Las precipitaciones se registraron en forma de nieve en los Pirineos tanto miércoles como jueves, si bien fueron durante la segunda jornadas cuando las nevadas se volvieron más intensas y se acumularon espesores de hasta 20 centímetros en cotas superiores a los 1.600 metros, tanto en Navarra, como en Aragón y Cataluña, y aunque no se registraron problemas en la circulación, los copos llegaron a los puertos de alta montaña, como Portalet, Belagua, la Piedra de San Martin o Bonaigua.

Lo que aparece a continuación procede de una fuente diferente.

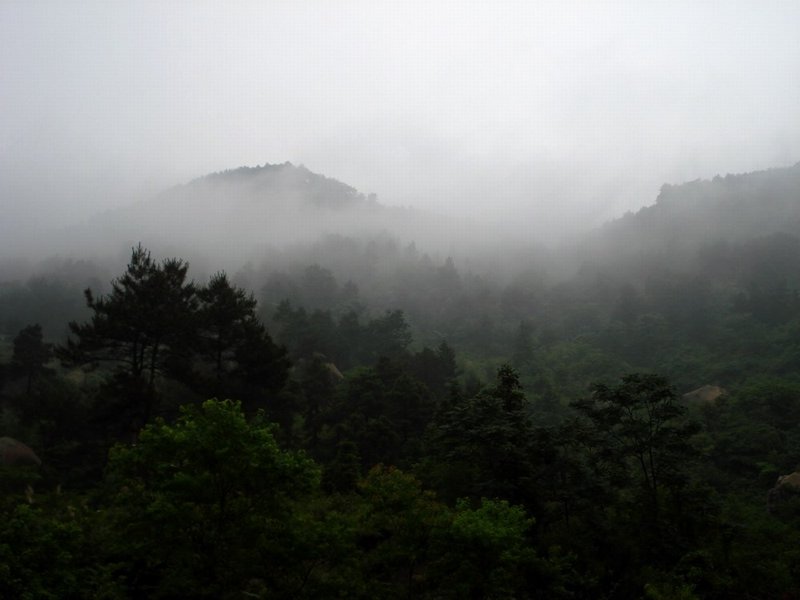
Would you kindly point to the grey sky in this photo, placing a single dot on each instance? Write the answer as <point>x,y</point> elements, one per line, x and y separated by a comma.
<point>562,112</point>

La intensidad de las precipitaciones, tanto de nieve como de lluvia, que se registraron en el Pirineo oscense se refleja en los datos de la Agencia Estatal de Meteorología. En el refugio de Pineta de martes a miércoles se recogieron 230 litros por metro cuadrado en 24 horas y de miércoles a jueves, 200; en el refugio Ángel Orús, 113, y en Góriz, 107. En localidades de a pie de valle, las precipitaciones fueron más reducidas, y en Bielsa se registraron 14,8 litros por metro cuadrado en 24 horas y en Canfranc, 15,9.
Estas primeras nieves han sido muy bienvenidas especialmente entre los responsables de las estaciones invernales del Pirineo, que han visto como comienzan a teñirse de blanco las pistas. En Candanchú y Astún la nieve se registró por encima de los 1.800 metros, en Panticosa y Formigal a partir de los 1.900 y 1.700, respectivamente, y en Cerler, sobre los 2.150. Los mayores espesores se acumularon a Panticosa, con más de 20 centímetros por encima de los 2.000 metros, aunque en general la acumulación de nieve recibida osciló entre los 5 y los 10 centímetros.

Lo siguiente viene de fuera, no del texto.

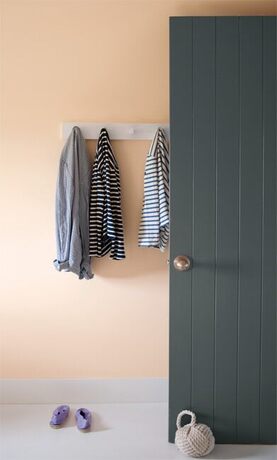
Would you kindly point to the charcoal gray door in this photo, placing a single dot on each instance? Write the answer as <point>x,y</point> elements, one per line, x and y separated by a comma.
<point>223,217</point>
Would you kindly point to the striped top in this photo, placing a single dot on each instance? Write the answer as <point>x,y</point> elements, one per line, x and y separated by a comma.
<point>105,218</point>
<point>154,225</point>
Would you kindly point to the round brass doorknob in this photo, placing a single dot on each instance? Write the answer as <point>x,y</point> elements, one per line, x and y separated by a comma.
<point>182,263</point>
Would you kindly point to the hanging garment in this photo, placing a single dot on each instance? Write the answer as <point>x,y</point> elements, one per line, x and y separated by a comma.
<point>154,225</point>
<point>105,218</point>
<point>72,208</point>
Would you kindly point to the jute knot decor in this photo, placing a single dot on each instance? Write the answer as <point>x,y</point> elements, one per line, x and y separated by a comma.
<point>193,439</point>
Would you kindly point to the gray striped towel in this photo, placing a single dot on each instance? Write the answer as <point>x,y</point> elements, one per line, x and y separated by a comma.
<point>154,225</point>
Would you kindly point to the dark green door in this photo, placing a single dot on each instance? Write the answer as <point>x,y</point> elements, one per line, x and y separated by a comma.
<point>223,217</point>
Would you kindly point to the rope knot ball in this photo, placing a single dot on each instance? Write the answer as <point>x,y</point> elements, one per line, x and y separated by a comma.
<point>193,439</point>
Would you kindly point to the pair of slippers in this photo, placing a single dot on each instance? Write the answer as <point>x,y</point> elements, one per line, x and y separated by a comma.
<point>82,417</point>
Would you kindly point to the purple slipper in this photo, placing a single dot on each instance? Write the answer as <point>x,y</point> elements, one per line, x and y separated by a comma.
<point>60,414</point>
<point>83,419</point>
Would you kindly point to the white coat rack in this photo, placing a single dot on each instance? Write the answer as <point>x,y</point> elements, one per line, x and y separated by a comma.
<point>117,131</point>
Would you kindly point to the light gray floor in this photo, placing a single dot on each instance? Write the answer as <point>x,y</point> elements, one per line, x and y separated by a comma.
<point>120,432</point>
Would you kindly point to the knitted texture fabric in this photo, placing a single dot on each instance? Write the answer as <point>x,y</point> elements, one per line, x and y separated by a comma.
<point>193,439</point>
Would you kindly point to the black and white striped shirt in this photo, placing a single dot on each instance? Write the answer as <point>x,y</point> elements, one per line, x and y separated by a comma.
<point>105,218</point>
<point>154,225</point>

Aunque no sean espesores muy importantes, desde todos los centros invernales se mostraron satisfechos ya que estas primeras nieves contribuyen a enfriar los suelos, lo que favorece el asentimiento y mantenimiento de las próximas nevadas o la acumulación de más espesores debido a la fabricación de nieve artificial.
Navarra y Cataluña
Los extremos oriental y occidental del Pirineo tampoco se libraron de las primeras nevadas. En Navarra la nieve se registró por encima de los 1.600 metros y, como indicábamos, aunque no causó problemas, carreteras como la del puerto de Belagua y la Piedra de San Martín se vieron cubiertas de nieve. En el caso del puerto francés se llegaron a acumular hasta 10 centímetros.

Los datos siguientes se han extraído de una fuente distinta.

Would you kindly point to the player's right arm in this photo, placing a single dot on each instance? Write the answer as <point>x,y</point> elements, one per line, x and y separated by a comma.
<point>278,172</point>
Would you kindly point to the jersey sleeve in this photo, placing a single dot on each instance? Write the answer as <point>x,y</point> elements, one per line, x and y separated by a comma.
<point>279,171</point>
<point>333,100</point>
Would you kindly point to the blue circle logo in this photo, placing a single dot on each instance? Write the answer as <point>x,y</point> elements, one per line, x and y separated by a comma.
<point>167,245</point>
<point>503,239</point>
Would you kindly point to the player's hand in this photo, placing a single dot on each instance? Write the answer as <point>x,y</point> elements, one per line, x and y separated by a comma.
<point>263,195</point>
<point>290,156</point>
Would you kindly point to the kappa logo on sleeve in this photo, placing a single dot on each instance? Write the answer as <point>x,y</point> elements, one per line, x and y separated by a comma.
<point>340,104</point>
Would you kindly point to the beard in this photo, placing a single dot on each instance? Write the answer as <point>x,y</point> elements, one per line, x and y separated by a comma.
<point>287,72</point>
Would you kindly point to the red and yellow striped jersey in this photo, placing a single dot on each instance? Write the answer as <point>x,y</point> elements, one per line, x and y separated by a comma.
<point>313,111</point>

En el Pirineo catalán la situación fue muy similar a la descrita. La nieve apareció por encima de los 1.600 metros y se intensificó a parir de los 2.000, con espesores de entre 10 y 15 centímetros. Entre las carreteras que mayor afección tuvieron se encuentra la Bonaigua, donde además de la nieve, las fuertes rachas de viento complicaron la circulación.